Unlike the compliance requirements under the Security Rule, which focuses on the technological security and controls to protect patient information in your computer systems, the requirements to be met under the HIPAA Privacy Rule are more method and process oriented. These procedural controls form the basis of handling your patients’ information in a manner that assures their privacy is protected even when while it is being used for the vital tasks you perform for them and about them.
When you bring us in to assist you in evaluating your policies and methods, we begin by discussing your concerns and issues with you. We make sure we understand your operation and your workflow before actual work begins. With a clear understanding, we begin with a Gap Analysis to determine what you have in place and what may be lacking or in need of additional or refinement.
At this point, we analyze our findings closely in order to create a Corrective Action Plan. As we identify areas needing attention, we bring these findings to you to ensure you are aware and that we have a full and correct understanding of the context. Our mutual understanding and agreement provide a solid basis for moving forward to effectively address them and we create the plan together.
Our documentation framework aligns fully with the Privacy Rule and covers all the points it requires. From it, we walk through the process, build the necessary templates, and align and integrate them with your workflow. Examples of process and policy templates include:
- Privacy Officer processes
- Staff and workflow
- Disclosure requests handling, including
- Requests from official, external sources
- Patient requests
- Investigations and audits
- De-identification processes (if applicable)
- Information sharing and incidental disclosure
- Incident detection and response
- Training processes
- Documentation management
When we complete the plan, we go back through it with you and review all items so that you know everything is complete. We continue to work with you to ensure that your enhanced workflow hits all the necessary points and your Privacy Rule compliance achieves reliable repeatable success.

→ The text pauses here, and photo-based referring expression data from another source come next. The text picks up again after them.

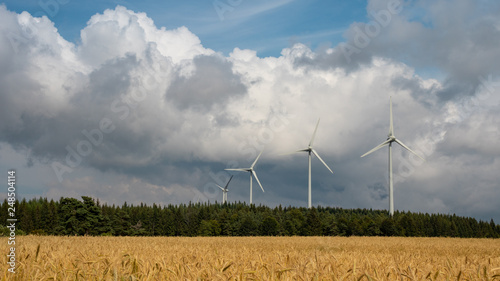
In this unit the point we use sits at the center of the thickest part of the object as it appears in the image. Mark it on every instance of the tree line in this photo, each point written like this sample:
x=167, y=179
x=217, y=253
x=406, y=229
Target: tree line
x=70, y=216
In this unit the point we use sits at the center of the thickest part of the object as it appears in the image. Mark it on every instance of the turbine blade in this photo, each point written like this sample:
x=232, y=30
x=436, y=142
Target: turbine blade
x=407, y=148
x=391, y=126
x=317, y=155
x=255, y=162
x=239, y=170
x=314, y=134
x=258, y=181
x=376, y=148
x=293, y=152
x=229, y=181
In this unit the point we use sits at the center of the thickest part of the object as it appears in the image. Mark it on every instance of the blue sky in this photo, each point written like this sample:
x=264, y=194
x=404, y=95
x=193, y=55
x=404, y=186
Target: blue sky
x=265, y=26
x=150, y=101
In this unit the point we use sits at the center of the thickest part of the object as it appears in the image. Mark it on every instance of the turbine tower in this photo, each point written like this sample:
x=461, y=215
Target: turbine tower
x=310, y=150
x=390, y=139
x=224, y=191
x=252, y=174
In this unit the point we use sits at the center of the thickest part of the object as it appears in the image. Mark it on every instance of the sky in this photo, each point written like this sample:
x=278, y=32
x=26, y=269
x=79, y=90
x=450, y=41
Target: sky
x=150, y=102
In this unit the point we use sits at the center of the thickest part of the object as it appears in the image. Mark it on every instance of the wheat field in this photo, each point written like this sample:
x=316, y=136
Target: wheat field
x=252, y=258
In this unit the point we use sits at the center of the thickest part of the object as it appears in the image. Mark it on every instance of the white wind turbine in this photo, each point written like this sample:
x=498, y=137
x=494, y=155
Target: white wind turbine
x=310, y=150
x=252, y=174
x=390, y=139
x=225, y=190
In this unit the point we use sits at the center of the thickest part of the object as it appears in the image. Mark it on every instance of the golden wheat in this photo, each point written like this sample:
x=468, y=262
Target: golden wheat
x=252, y=258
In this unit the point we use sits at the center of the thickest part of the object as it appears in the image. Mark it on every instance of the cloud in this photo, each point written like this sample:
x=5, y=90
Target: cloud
x=134, y=111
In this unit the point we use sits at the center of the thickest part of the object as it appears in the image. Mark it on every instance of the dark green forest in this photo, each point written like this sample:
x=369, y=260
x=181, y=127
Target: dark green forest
x=70, y=216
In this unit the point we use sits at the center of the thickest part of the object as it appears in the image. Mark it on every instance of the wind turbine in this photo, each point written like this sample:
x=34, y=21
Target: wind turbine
x=252, y=174
x=390, y=139
x=224, y=190
x=309, y=149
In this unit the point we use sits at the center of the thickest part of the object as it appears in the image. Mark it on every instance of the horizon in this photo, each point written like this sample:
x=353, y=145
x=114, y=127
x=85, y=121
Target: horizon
x=150, y=102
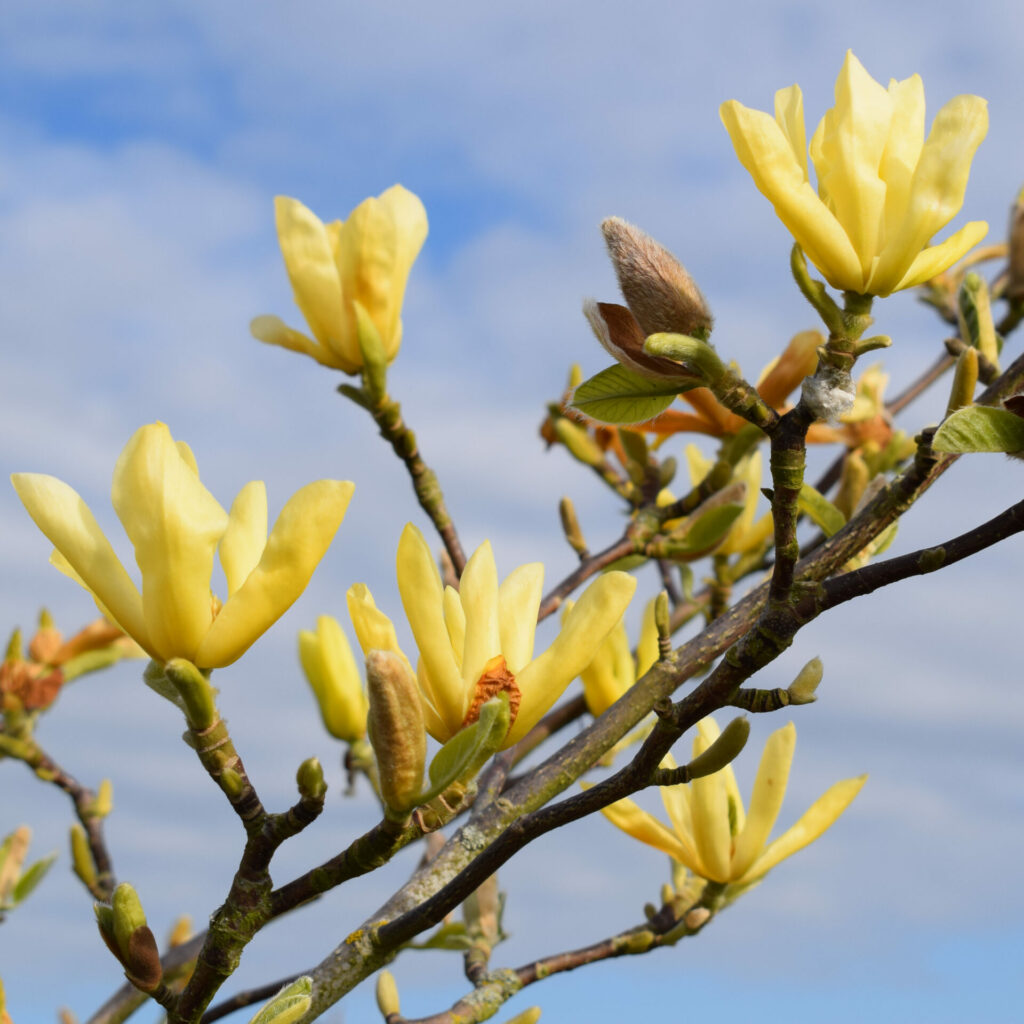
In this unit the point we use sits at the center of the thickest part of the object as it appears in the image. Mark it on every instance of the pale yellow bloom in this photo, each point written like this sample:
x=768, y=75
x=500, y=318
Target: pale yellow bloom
x=478, y=641
x=712, y=836
x=176, y=526
x=331, y=670
x=613, y=671
x=334, y=267
x=883, y=189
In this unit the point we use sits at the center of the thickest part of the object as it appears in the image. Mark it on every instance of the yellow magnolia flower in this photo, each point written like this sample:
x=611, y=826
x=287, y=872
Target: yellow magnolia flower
x=712, y=836
x=612, y=672
x=175, y=526
x=331, y=670
x=883, y=192
x=334, y=268
x=478, y=641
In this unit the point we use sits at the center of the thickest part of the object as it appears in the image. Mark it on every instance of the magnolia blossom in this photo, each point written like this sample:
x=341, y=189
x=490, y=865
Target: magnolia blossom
x=332, y=673
x=712, y=836
x=343, y=266
x=176, y=526
x=478, y=641
x=883, y=189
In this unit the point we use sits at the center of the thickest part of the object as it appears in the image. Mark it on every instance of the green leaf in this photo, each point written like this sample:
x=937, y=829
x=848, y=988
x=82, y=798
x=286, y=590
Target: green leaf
x=821, y=511
x=32, y=878
x=619, y=395
x=980, y=428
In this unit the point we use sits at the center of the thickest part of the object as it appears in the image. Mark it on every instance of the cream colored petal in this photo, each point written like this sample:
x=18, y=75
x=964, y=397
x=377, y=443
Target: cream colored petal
x=936, y=192
x=376, y=250
x=422, y=597
x=174, y=524
x=819, y=816
x=592, y=617
x=765, y=152
x=243, y=543
x=627, y=815
x=710, y=816
x=455, y=622
x=935, y=259
x=647, y=646
x=71, y=527
x=848, y=153
x=478, y=593
x=906, y=136
x=766, y=801
x=790, y=116
x=273, y=331
x=297, y=543
x=518, y=602
x=311, y=269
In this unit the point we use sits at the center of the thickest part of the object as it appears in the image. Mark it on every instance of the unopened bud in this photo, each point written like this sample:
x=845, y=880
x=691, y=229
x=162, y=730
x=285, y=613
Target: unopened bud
x=965, y=381
x=387, y=994
x=195, y=691
x=81, y=857
x=310, y=779
x=656, y=288
x=396, y=729
x=724, y=751
x=802, y=689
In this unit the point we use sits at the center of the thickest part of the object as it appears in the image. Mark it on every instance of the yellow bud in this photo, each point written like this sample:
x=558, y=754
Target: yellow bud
x=396, y=729
x=387, y=994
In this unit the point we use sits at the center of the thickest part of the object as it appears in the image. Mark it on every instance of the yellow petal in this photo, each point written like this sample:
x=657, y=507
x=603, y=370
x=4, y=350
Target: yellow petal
x=847, y=151
x=174, y=524
x=313, y=273
x=765, y=152
x=376, y=249
x=71, y=527
x=627, y=815
x=298, y=542
x=478, y=593
x=819, y=816
x=243, y=543
x=592, y=617
x=769, y=791
x=936, y=192
x=935, y=259
x=518, y=602
x=422, y=597
x=273, y=331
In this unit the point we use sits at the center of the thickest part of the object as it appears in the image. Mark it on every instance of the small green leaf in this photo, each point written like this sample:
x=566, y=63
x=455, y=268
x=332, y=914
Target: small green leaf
x=821, y=511
x=980, y=428
x=32, y=878
x=619, y=395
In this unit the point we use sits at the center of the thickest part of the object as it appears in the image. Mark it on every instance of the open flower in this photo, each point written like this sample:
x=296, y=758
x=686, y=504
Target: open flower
x=478, y=641
x=712, y=836
x=363, y=261
x=176, y=526
x=883, y=189
x=331, y=671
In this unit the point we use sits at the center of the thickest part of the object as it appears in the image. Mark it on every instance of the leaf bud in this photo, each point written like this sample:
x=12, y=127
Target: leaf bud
x=731, y=740
x=310, y=779
x=387, y=994
x=81, y=857
x=658, y=291
x=802, y=689
x=396, y=729
x=195, y=690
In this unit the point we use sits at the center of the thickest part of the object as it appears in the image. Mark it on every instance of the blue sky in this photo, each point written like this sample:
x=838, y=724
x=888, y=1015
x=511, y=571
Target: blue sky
x=140, y=147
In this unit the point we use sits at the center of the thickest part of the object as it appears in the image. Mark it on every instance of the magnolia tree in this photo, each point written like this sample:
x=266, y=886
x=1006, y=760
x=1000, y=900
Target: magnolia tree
x=503, y=773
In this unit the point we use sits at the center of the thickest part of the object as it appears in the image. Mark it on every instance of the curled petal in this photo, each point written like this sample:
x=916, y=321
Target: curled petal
x=298, y=542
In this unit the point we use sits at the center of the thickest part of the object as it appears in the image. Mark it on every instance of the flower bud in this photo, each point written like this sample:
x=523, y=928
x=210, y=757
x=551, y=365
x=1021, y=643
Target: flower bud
x=656, y=288
x=396, y=729
x=387, y=994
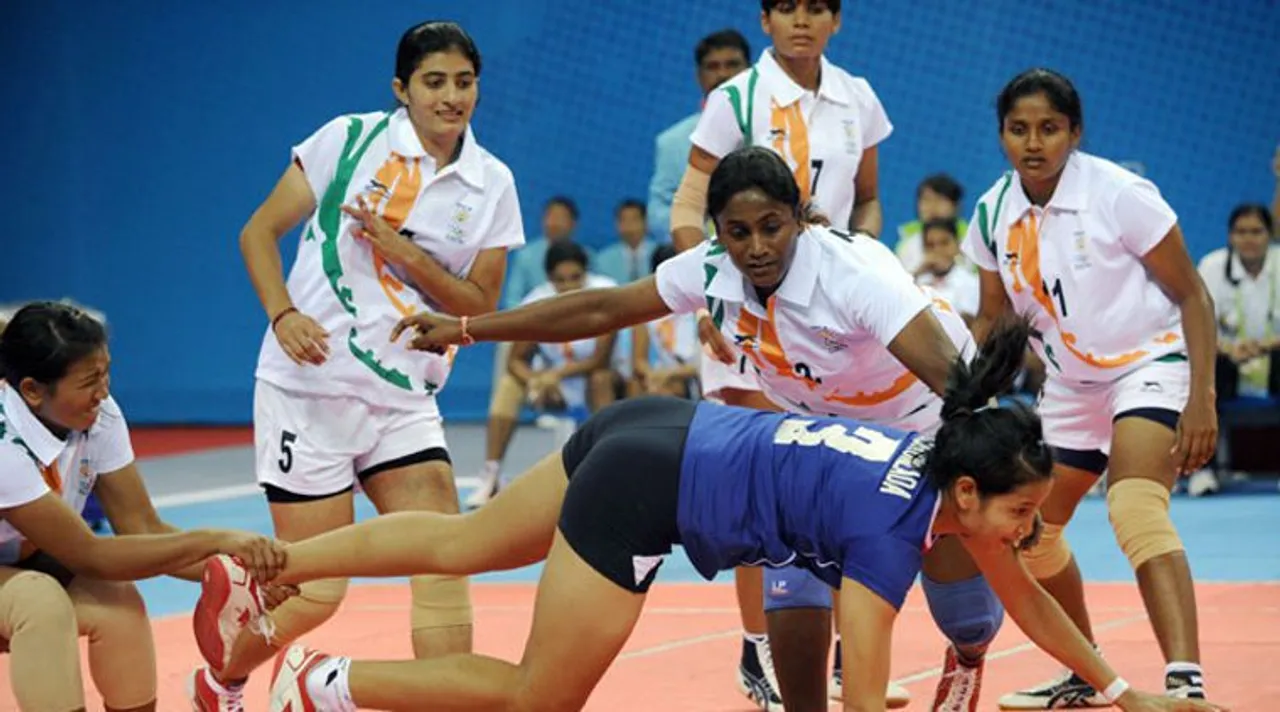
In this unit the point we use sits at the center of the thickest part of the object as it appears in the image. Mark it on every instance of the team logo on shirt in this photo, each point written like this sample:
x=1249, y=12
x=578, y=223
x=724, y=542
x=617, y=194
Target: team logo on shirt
x=851, y=142
x=456, y=232
x=830, y=339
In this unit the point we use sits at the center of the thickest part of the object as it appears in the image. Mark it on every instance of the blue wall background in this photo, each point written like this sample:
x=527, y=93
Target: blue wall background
x=137, y=136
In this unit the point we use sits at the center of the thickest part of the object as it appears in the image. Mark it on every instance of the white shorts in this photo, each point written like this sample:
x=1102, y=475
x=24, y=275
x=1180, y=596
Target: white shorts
x=316, y=446
x=716, y=375
x=1079, y=416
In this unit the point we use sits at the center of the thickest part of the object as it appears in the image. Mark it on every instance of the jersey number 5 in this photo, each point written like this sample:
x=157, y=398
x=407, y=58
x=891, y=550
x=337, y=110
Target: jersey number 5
x=286, y=460
x=860, y=442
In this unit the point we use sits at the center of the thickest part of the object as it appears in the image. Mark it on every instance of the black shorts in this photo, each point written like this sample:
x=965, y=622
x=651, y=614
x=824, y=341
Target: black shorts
x=624, y=470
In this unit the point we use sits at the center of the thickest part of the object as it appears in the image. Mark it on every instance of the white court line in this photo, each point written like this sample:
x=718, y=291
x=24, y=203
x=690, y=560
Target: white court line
x=1016, y=649
x=238, y=491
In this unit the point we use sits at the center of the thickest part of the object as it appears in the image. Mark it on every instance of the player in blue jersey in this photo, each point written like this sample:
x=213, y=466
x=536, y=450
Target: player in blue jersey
x=855, y=503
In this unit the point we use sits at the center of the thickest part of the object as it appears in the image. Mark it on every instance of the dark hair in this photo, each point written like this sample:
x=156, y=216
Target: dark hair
x=1057, y=89
x=563, y=201
x=565, y=251
x=766, y=5
x=999, y=447
x=942, y=185
x=722, y=40
x=44, y=339
x=947, y=224
x=661, y=254
x=631, y=202
x=753, y=167
x=423, y=40
x=1244, y=210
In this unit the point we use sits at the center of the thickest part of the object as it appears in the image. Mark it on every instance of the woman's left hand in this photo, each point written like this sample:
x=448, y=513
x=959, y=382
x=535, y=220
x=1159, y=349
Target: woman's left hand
x=1196, y=436
x=385, y=241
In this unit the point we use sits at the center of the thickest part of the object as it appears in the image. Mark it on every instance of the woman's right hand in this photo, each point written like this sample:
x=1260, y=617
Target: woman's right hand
x=301, y=337
x=1134, y=701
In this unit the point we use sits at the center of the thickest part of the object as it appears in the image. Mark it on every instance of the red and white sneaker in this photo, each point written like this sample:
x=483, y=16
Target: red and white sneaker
x=960, y=684
x=229, y=602
x=208, y=695
x=289, y=680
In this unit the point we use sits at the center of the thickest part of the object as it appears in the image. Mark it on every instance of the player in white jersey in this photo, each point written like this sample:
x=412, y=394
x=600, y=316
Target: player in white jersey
x=403, y=213
x=62, y=438
x=833, y=325
x=1127, y=332
x=666, y=351
x=826, y=124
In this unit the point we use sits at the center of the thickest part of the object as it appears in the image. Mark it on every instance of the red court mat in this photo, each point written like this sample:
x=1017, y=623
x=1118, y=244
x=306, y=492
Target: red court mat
x=684, y=653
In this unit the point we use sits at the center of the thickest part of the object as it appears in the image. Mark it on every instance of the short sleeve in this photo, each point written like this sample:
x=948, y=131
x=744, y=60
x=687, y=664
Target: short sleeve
x=319, y=154
x=977, y=249
x=874, y=119
x=717, y=131
x=1143, y=217
x=507, y=228
x=883, y=564
x=681, y=281
x=21, y=482
x=113, y=450
x=883, y=299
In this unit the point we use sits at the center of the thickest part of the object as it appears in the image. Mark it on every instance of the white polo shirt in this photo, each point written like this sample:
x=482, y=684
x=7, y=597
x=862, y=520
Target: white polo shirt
x=822, y=135
x=33, y=461
x=819, y=343
x=959, y=287
x=1249, y=309
x=337, y=279
x=1075, y=265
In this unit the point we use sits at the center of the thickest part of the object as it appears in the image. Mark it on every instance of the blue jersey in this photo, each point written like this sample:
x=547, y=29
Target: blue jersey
x=831, y=494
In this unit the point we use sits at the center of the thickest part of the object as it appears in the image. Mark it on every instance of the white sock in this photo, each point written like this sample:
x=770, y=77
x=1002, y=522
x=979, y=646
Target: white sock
x=329, y=685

Should the day ever come when you are faced with an OCR Audit investigation, we can help get you ready. We cover the process and outline potential risks so that you can plan your actions accordingly with your Legal Counsel.
Keeping documentation updated is a tedious, time-consuming process that is often neglected and thus poses a real risk at audit time. We help by creating workflows that embrace this requirement and form more natural, minimum effort management to keep these documents current without unduly bogging down your normal processes.
Our goal is to make sure you achieve your compliance goals without disrupting your successful operation, and keep you running smoothly and efficiently by making HIPAA compliance “built in”.